Na terça -feira, mais de 100 universidades, faculdades e presidentes da Sociedade Científica emitiram uma declaração conjunta que se opôs ao tratamento do governo Trump a instituições de ensino superior, e a Universidade de Harvard se reuniu para conversar depois de dizer que ameaçava a independência da administração.

Princeton, Brown, Universidade do Havaí e Faculdade Comunitária Estadual de Connecticut assinados por presidentes, assinados pelos presidentes, “o governo e a intervenção política sem precedentes estão agora colocando em risco o ensino superior americano”, ele criticou.

“Estamos abertos a reformas construtivas e não nos opomos à vigilância do governo legítimo”. Ele disse. “No entanto, devemos intervir na vida de nosso campus, vivos e funcionários”.

A Casa Branca não respondeu ao pedido de comentários sobre a declaração.

A declaração conjunta de terça -feira é a última demonstração de resistência dos líderes do ensino superior dos EUA, enquanto tenta se beneficiar da pilha financeira da Academia de Gerenciamento de Trump.

Em 14 de abril, Harvard rejeitou muitas demandas em um esforço significativo para impedir a supervisão de Harvard do corpo discente, faculdade e currículo como preconceito liberal da universidade.
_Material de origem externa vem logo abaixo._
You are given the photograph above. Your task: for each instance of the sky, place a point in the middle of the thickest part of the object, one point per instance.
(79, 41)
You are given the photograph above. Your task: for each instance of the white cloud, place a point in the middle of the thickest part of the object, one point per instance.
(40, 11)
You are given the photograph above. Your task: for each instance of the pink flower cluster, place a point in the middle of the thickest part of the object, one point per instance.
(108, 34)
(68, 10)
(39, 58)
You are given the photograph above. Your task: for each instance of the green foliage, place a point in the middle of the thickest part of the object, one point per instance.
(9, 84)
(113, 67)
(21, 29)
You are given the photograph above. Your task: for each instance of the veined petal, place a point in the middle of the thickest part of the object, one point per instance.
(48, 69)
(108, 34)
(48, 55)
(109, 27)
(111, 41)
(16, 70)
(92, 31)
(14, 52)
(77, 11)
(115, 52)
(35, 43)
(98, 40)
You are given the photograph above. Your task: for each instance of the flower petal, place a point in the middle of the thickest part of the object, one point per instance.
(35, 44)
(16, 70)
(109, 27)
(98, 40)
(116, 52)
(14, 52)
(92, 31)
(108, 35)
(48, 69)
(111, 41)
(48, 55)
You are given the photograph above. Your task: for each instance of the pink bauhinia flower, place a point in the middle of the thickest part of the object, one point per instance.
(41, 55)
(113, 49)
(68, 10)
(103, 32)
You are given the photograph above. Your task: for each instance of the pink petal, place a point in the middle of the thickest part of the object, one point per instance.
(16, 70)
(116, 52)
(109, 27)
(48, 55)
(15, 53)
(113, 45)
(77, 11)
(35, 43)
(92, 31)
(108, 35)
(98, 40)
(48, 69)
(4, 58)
Assistir | Bilhões de subsídios, contratos para Harvard de acordo com o ativismo do campus:

A administração do Trump congela US $ 2,2 bilhões para Harvard contra o ativismo do campus

O governo Trump disse que a instituição não cumpriria as demandas de limitar o ativismo no campus na segunda -feira.
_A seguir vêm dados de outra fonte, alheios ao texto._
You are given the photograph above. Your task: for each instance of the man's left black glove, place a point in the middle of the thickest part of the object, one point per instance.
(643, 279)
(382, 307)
Pouco tempo depois, a administração anunciou que a escola congelou US $ 2,3 bilhões em financiamento federal.

De acordo com o porta -voz da Casa Branca, Harrison Fields, o presidente Donald Trump quer que o contribuinte não apoie a discriminação racial ou a violência motivada racialmente.

A administração também ameaçou Harvard para roubar a capacidade de roubar a isenção de impostos e eliminar a capacidade de registrar estudantes estrangeiros.

Na segunda -feira, Harvard tentou forçar o governo Trump a forçar o governo federal a superar a governança de Harvard, controlar o recrutamento do recrutamento de Harvard e forçar o corpo docente a trabalhar para que os estudantes se retirem das razões ideológicas.

No caso de Harvard, o governo disse que a universidade está tentando “forçar e controlar a Constituição da Constituição” para “empurrar e controlar”. Ele também acusou o governo de não ser capaz de seguir os procedimentos especificados de acordo com as leis federais de direitos civis.

Desde a abertura de janeiro, o presidente republicano Trump disse que os protestos pró -palestinos do ano passado que eles usaram mal e permitiram que o anti -semitismo inspirasse o campus.

A gerência também buscava outras questões, como direitos transexuais e diversidade, programas de igualdade e inclusão, e ameaçou impedir o financiamento federal sobre essas questões.

A Universidade de Columbia era uma meta inicial, mas nas últimas semanas, o governo se concentrou em Harvard.

Em 15 de abril, mais de 60 anteriores e os atuais presidentes da faculdade e da universidade assinaram uma carta aberta, indicando que o presidente de Harvard, Alan Garber, rejeitou as demandas do governo.